I performed Logistic regression on a binary classification problem with data of 50000 X 370 dimensions.I got accuracy of about 90%.But when i did PCA + logistic on data, my accuracy reduced to 10%, I was very shocked to see this result. Can anybody explain what could have gone wrong?
问题:
回答1:
There is no guarantee that PCA will ever help, or not harm the learning process. In particular - if you use PCA to reduce amount of dimensions - you are removing information from your data, thus everything can happen - if the removed data was redundant, you will probably get better scores, if it was an important part of the problem - you will get worse. Even without dropping dimensions, but just "rotating" input space through PCA can both beneift and harm the process - one must remember that PCA is just a heuristic, when it comes to supervised learning. The only guarantee of PCA is that each consequtive dimension will explain less and less variance, and that it is the best affine transformation in terms of explaining variance in the first K dimensions. That's all. This can be completely unrelated to actual problem, as PCA does not consider labels at all. Given any dataset PCA will transform it in a way which depends only on the positions of points - so for some labelings (consistent with general shape of the data) - it might help, but for many others (more complex patterns of labels) - it will destroy the previously detectable relations. Futhermore, as PCA leads to change of some scalings, you might need different hyperparameters of your classifier - such as regularization strength for LR.

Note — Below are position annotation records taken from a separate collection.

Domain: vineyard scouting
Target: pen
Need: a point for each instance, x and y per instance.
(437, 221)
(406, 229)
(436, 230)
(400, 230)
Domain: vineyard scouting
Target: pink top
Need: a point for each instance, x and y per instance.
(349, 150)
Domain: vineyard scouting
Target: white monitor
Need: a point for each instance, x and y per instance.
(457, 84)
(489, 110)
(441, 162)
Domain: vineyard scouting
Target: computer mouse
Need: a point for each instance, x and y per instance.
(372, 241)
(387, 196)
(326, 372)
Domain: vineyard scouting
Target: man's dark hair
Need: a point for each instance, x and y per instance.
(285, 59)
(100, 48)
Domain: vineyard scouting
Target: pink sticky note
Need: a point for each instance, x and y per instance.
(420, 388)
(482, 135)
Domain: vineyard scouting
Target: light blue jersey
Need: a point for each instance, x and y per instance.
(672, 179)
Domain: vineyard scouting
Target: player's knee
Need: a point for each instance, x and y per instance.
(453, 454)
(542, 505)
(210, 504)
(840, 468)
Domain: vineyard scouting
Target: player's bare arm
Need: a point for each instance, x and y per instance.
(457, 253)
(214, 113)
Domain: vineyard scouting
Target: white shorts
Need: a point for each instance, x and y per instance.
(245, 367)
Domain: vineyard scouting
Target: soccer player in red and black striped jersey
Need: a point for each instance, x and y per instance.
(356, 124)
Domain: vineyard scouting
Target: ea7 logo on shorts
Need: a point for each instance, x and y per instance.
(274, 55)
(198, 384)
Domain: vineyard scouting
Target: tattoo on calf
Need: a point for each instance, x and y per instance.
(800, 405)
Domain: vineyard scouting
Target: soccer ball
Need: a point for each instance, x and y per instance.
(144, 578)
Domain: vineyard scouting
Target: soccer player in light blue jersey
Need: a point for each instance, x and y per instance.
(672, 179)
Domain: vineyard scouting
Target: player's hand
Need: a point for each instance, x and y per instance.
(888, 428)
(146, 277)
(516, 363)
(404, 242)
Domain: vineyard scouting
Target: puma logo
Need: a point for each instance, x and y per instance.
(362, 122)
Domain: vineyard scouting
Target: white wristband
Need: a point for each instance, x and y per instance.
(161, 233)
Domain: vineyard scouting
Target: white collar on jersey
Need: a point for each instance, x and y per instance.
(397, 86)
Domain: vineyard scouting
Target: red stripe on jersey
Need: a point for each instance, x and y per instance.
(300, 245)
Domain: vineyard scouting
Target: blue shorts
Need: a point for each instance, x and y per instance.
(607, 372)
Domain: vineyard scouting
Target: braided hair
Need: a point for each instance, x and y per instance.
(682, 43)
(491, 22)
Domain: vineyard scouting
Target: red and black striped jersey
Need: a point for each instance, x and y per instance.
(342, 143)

Now getting back to your problem - I would say that in your case the problem is ... a bug in your code. you cannot drop in accuracy significantly below 50%. 10% of accuracy means, that using the opposite of your classifier would give 90% (just answering "false" when it says "true" and the other way around). So even though PCA might not help (or might even harm, as described) - in your case it is an error in your code for sure.